「ナヌークの贈り物」

 

 「ナヌークの贈り物」は1996年1月1日に初版が発行された。
 子ども向けに書かれたおはなしとシロクマの親子の写真で構成されている。
 
 「不思議な冷たい炎が生きもののように暗黒の空をかけまわっていた夜、ぼくはなにかに呼ばれるように歩き出した。」という書き出しで始まる物語。
 おじいさんからいつもシロクマは氷の王者で、人々は昔から王者をナヌークと呼ぶと教えられていた。
 いつか若者になったら、命をかけてナヌークと戦わなければならない日が来ることも。
 
 ナヌークは少年に語る。
 「おまえのおじいさんの最後の息を受けた風が
  生まれたばかりのオオカミに、最初の息をあたえたのだ。
  ー生まれかわっていくいのちたち」

 そして、おまえのおじいさんが祈っていたように消えていく命のために祈ること、その祈りがシロクマにも聞こえる人間の言葉だと。
 私たちは天地の一部で、少年が祈った時、少年はナヌークになり、ナヌークは人間になる。

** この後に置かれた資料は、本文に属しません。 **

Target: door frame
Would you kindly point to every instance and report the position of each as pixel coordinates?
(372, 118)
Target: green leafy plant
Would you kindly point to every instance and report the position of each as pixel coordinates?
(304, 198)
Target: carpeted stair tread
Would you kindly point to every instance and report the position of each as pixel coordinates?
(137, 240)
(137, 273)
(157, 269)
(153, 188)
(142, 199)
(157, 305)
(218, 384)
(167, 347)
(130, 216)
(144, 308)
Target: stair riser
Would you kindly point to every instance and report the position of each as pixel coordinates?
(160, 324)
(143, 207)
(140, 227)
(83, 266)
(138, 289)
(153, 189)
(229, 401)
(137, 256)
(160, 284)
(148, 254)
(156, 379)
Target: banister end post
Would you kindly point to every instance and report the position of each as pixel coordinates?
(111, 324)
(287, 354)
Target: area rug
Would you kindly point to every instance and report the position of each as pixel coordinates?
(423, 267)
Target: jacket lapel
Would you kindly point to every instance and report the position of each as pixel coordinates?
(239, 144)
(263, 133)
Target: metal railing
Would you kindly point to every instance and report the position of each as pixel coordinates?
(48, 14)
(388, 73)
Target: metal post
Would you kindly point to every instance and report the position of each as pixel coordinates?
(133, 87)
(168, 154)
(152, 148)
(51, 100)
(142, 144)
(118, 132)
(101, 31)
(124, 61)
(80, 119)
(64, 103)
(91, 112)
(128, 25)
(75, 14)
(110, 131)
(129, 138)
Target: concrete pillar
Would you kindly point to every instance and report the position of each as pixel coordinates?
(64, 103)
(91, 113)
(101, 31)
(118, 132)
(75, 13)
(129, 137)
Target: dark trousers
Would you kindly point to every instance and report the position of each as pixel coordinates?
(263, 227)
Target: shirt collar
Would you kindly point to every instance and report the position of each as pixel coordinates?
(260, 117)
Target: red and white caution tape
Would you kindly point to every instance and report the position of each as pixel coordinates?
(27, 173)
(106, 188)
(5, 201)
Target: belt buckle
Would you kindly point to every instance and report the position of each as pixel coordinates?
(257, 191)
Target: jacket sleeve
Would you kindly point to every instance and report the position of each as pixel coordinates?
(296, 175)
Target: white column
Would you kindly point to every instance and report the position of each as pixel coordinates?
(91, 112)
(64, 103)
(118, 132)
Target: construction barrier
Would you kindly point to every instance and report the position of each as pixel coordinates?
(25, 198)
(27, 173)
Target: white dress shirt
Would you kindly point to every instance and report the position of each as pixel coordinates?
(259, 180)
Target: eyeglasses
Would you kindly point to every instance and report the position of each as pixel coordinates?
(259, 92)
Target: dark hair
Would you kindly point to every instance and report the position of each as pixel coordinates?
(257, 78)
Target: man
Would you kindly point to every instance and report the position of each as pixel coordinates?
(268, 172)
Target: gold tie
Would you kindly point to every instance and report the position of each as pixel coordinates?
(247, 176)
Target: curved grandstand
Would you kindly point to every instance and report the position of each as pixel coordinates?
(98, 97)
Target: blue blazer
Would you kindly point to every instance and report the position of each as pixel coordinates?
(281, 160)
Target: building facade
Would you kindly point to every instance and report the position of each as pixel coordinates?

いつの日か私たちが氷の原野で出会った時に、
 「そのとき、おまえがいのちを落としても、
  わたしがいのちを落としても、
  どちらでもよいのだ」

 と語る。ちょうど亡くなられた年に出版された本で、まるで遺言のような言葉だ。
 この本のように星野さんはナヌークになったのかもしれない。